Lastly, the dedication of this poem to Larry Eigner, as I’ve discussed earlier, is the glue binding this poem together. Silliman writes this poem to revere not only Eigner’s achievements in sparse, detail-oriented poetry, but also the physical and mental obstacles he had to overcome in order to have his voice even heard. This brings an intimacy to the words that further sweetens the poem.

Although I’m always searching for various types of merit in poetry when flipping through an anthology, the one aspect of literature to which I’m especially vulnerable is beautiful language.

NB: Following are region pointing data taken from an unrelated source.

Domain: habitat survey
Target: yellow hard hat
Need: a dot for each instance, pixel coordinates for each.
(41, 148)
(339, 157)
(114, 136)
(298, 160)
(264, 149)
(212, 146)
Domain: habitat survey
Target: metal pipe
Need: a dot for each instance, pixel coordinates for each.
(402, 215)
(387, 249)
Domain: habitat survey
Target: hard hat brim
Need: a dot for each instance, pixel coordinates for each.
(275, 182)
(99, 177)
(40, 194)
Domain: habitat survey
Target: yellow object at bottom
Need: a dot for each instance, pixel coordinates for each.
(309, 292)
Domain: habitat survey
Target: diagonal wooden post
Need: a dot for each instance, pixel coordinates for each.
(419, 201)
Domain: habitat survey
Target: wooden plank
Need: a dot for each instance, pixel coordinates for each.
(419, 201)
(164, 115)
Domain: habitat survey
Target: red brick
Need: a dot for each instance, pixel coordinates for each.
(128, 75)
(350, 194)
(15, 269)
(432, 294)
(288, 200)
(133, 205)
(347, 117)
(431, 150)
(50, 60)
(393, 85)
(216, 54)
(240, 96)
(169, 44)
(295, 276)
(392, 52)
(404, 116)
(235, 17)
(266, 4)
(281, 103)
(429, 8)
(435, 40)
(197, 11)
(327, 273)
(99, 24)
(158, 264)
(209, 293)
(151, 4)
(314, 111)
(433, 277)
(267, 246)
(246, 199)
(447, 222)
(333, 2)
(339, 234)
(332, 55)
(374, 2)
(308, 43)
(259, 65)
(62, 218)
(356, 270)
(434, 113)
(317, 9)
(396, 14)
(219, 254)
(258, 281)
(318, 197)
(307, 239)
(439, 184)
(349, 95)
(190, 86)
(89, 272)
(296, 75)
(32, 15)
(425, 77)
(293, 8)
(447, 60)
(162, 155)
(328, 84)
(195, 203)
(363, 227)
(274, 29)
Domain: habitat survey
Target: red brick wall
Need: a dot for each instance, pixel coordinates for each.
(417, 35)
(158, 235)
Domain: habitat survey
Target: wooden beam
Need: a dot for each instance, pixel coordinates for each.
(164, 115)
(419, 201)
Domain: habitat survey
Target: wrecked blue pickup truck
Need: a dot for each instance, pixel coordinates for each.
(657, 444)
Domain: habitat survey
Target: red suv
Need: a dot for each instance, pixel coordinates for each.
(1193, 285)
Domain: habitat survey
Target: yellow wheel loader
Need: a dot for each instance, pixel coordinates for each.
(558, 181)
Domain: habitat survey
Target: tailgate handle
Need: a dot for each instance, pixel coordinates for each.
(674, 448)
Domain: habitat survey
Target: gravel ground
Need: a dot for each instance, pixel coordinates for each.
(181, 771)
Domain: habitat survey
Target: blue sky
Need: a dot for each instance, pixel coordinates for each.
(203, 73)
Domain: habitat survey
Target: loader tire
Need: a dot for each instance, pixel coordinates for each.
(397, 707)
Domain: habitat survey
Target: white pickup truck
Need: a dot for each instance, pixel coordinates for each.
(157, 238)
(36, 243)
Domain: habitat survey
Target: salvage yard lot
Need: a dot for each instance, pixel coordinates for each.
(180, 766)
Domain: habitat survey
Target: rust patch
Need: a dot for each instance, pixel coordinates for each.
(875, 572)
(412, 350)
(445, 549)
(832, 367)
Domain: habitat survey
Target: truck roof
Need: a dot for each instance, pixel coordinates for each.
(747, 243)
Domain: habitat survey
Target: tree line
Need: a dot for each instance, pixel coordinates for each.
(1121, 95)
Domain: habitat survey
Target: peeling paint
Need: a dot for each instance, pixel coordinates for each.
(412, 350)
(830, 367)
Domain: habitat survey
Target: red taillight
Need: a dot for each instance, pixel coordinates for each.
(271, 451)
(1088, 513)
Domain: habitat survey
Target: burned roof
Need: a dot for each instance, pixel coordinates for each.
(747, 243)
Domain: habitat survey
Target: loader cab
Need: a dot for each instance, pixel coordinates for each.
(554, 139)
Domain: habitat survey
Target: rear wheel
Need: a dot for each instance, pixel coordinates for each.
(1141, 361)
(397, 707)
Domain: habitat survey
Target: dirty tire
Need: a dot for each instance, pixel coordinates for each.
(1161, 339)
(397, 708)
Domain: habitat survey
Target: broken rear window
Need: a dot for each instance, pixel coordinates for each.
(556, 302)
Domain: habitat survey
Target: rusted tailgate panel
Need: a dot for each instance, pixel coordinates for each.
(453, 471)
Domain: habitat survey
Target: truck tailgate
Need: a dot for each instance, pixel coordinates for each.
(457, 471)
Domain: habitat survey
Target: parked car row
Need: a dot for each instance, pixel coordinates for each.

Instead of a streetlamp casting light on the sidewalk, it “dampens color” and is “thick as any oatmeal,” as “words” (sometimes, “worlds”),” hurtle through the night sky.” Throughout this year, I’ve been trying to move away from focusing on pretty language, but sometimes, I think, it’s okay to breathe in the beauty of words, and recognize the talent of those who can derive such pleasure from an endless pool of words.

Silliman once claimed that “language poetry arises out of an ‘exploded self.’” Surely enough, Silliman has weaved the rawness of pure human thought, sight, and wit into this poem, bringing the reader from the heartbeat of a city sidewalk to the struggle of wordlessness, to a cold emptiness, a hollow rattling in the mind, and lastly, darkness. To say that someone “can/write in the dark” is one of the highest forms of praise, because no longer can the writer use the five senses as crutches – he’s left with only his mind, his own bare-stripped thoughts, and somehow, this poem seems to be a reflection of just that.